La strada dello screening neonatale attraverso pannelli genetici in Italia è percorsa al momento anche dalla Regione Puglia, la cui esperienza è stata illustrata da Mattia Gentile, Professore a Contratto di Genetica Medica dell’Università di Bari, e Direttore del Laboratorio di Genetica Medica dell’Ospedale Di Venere di Bari. Oltre ad aver ampliato, grazie ai test genetici, il numero di patologie ricercate alla nascita, la Regione Puglia ha dato anche il via libera, con la Legge Regionale n°3 del 30 marzo 2023, all’avvio del progetto sperimentale “Genoma Puglia” che riguarderà 3.000 neonati l’anno e vedrà una ricerca estesa a ben 388 geni in gradi di causare circa 500 differenti patologie. Il tutto possibile proprio all’utilizzo della tecnologia NGS.

 

È dunque evidente come la genomica sia un settore in grande crescita e fermento. Questo apre a grandi opportunità, ma anche a precise responsabilità, tanto nella gestione dei dati quanto nella corretta informazione alla popolazione. “In particolare, nell’ambito della consulenza genetica – ha sottolineato Luca Nave – Bioeticista e Segretario Generale FMRI-Federazione Malattie Rare Infantili – si ravvisa la difficoltà a garantire a tutti i pazienti il rispetto del primo principio dell’etica clinica, ovvero il rispetto dell’autonomia della persona, che si estende oltre la firma del modulo del ‘consenso informato’. Una reale autonomia si fonda sulla comunicazione e sulla relazione medico-paziente che, se autentica, può assicurare un processo deliberativo congiunto, consapevole e responsabile.
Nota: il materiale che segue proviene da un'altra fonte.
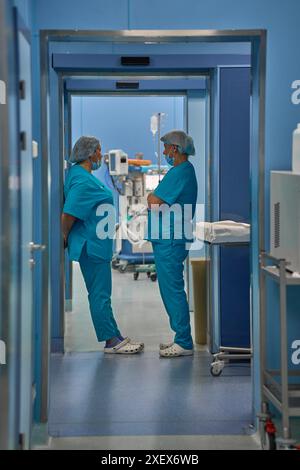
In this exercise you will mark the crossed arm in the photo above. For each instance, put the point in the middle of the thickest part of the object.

La FMRI – ha aggiunto Nave – gestisce ‘Incont-Rare’, uno spazio di ascolto che offre una consulenza bio-psico-sociale che, tra gli obiettivi, mira a garantire una reale autonomia ai pazienti e ai loro familiari”.

 

Alla discussione sono stati invitati a partecipare anche gli Onorevoli Maria Elena Boschi, Ilenia Malavasi, Giorgio Mulè; Marco Cappelletti, General Manager Area Med Illumina; Simone Gardini, CEO & Co-Founder Omzey; Riccardo Piona, NGS Sales Specialist Revvity Italia.